Not Eating Enough Veggies
Vegetables are the food group you want to be filling up on the most. “They are high in volume and weight and fill up our stomachs. This helps register the feeling of fullness,” Ilana said. Stephanie and Willow agree and say that veggies are also high in fiber, so they’ll satiate hunger longer, helping consume fewer daily calories. Leslie adds that veggies aren’t just for dinner! Include veggies in every single meal and snack.
Skipping Dinner For Cocktails
Seems like you’re saving calories, but this is detrimental to weight loss for a number of reasons. Willow reminds us that “drinking on an empty stomach can lead to quicker intoxication”. If the calories level out because of skipped dinner, you’re still missing out on valuable nutrients, dropping blood sugar levels. The result? Hunger coupled with the effects of alcohol will quickly nix that trip to the gym. If you do enjoy a drink with a meal, don’t forget they add hundreds of calories without making you feel satisfied. Excessive alcohol will cause the liver to stop metabolizing fat and carbohydrates in order to get the alcohol metabolized first.
Eating Diet Foods
Marketing convinces us that “diet” foods (like diet soda) work. Weight loss may occur initially, but there are some not-so-good long-term effects. Lisa warns that “diet” foods tend to be more expensive and, more importantly, our body doesn’t recognize them as food. “When we eat something that isn’t recognized as food the body sends inflammatory signals to that site in order to fix the perceived problem.
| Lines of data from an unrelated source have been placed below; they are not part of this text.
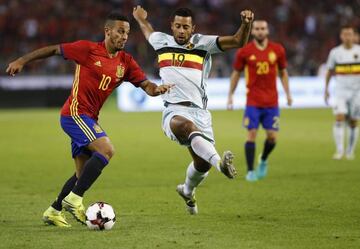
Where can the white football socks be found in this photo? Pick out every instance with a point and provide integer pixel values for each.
(206, 150)
(339, 134)
(193, 179)
(352, 134)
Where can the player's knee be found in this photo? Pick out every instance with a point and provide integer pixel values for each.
(107, 151)
(271, 139)
(251, 136)
(182, 129)
(202, 166)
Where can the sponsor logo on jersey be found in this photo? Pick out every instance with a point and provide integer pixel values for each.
(98, 63)
(272, 57)
(347, 68)
(120, 70)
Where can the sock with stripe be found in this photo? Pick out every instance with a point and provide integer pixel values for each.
(339, 133)
(193, 178)
(250, 155)
(353, 134)
(268, 147)
(68, 186)
(204, 149)
(92, 170)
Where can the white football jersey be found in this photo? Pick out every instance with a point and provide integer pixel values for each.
(346, 65)
(187, 66)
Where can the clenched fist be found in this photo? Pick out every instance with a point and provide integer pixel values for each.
(247, 16)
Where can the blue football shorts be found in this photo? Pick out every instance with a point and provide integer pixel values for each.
(82, 130)
(268, 117)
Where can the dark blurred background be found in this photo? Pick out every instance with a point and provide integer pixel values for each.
(307, 29)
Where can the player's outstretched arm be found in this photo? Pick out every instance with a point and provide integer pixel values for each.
(234, 80)
(284, 78)
(154, 90)
(17, 65)
(140, 16)
(241, 37)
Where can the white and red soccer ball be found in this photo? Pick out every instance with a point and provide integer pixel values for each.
(100, 216)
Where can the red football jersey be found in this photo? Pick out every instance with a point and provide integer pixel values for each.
(95, 76)
(261, 67)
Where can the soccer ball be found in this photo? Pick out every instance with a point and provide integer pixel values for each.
(100, 216)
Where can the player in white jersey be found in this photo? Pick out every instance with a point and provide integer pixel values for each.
(185, 60)
(344, 63)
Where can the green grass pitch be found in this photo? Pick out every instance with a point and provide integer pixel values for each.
(308, 200)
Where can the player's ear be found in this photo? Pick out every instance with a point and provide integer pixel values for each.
(106, 31)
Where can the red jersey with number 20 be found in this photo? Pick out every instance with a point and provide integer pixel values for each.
(261, 67)
(96, 76)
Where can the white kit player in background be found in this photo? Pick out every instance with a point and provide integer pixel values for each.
(185, 60)
(344, 63)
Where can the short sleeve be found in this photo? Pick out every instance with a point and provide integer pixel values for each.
(331, 61)
(157, 39)
(77, 51)
(210, 43)
(239, 61)
(134, 73)
(282, 62)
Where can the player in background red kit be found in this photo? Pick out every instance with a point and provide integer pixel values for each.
(261, 60)
(100, 68)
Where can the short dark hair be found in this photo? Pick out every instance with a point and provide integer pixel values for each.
(185, 12)
(115, 16)
(347, 26)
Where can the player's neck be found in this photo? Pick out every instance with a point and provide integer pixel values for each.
(262, 45)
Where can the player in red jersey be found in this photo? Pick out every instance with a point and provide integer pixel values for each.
(100, 68)
(261, 60)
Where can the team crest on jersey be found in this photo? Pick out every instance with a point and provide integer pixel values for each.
(272, 57)
(97, 128)
(190, 45)
(120, 70)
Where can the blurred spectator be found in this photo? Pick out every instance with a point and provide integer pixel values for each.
(307, 29)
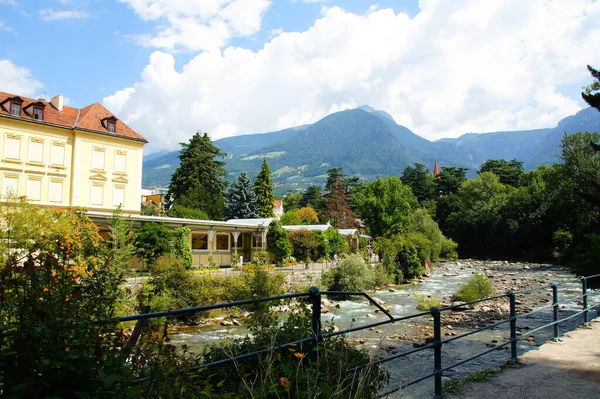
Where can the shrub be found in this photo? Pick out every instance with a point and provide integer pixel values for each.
(448, 250)
(352, 274)
(478, 287)
(427, 302)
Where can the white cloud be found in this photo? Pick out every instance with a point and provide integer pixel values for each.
(455, 67)
(49, 14)
(193, 25)
(18, 80)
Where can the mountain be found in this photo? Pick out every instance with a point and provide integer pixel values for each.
(368, 143)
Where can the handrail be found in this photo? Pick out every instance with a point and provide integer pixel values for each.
(318, 335)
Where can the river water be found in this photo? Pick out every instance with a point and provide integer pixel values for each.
(390, 339)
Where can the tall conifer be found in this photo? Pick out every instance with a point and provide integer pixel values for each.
(263, 189)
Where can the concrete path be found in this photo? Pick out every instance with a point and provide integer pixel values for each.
(562, 370)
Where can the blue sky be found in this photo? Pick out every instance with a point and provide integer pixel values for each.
(229, 67)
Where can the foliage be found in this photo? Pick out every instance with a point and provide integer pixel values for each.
(57, 276)
(312, 197)
(240, 200)
(150, 209)
(508, 172)
(450, 179)
(385, 205)
(427, 302)
(290, 218)
(352, 274)
(333, 242)
(263, 191)
(337, 208)
(307, 215)
(278, 241)
(198, 181)
(305, 244)
(152, 240)
(181, 245)
(420, 180)
(180, 211)
(478, 287)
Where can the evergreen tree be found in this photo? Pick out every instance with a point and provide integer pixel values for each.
(240, 201)
(198, 182)
(337, 207)
(263, 189)
(420, 181)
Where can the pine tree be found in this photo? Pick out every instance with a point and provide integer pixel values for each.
(198, 182)
(263, 189)
(337, 207)
(240, 201)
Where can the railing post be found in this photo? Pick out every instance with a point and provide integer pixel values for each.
(315, 299)
(513, 327)
(437, 351)
(555, 310)
(585, 303)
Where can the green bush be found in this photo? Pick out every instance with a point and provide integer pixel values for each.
(352, 274)
(478, 287)
(448, 250)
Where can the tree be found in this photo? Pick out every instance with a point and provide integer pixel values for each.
(308, 215)
(450, 179)
(337, 208)
(509, 172)
(591, 93)
(263, 190)
(152, 240)
(240, 201)
(198, 181)
(312, 197)
(420, 181)
(385, 205)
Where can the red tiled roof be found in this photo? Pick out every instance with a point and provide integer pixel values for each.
(88, 118)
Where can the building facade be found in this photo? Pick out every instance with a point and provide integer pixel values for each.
(59, 156)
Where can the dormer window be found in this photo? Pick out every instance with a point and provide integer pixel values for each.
(110, 123)
(15, 108)
(38, 113)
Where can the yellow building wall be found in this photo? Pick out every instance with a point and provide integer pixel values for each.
(86, 178)
(22, 167)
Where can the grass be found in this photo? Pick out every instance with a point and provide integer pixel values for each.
(478, 287)
(427, 302)
(455, 387)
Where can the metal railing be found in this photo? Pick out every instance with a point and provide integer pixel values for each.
(314, 296)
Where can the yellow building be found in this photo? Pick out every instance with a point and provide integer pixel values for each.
(59, 156)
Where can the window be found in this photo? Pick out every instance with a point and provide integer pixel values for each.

Replacing whole foods with artificial stuff, can lead to increased inflammation in intestines and across the whole body,” Lisa says. “Fat-free” peanut butter, as well as “sugar-free” cookies and ice cream may have fewer calories, but there are chemicals, extra salt and sugar to make up for the flavor. Willow points out that a recent study showed that we might not feel as satisfied with low-everything diet foods since the body is not getting the nutrition it craves. This could cause eating more in the long run. This means eating these foods can actually cause weight gain, so skip them and go for whole, all-natural foods instead.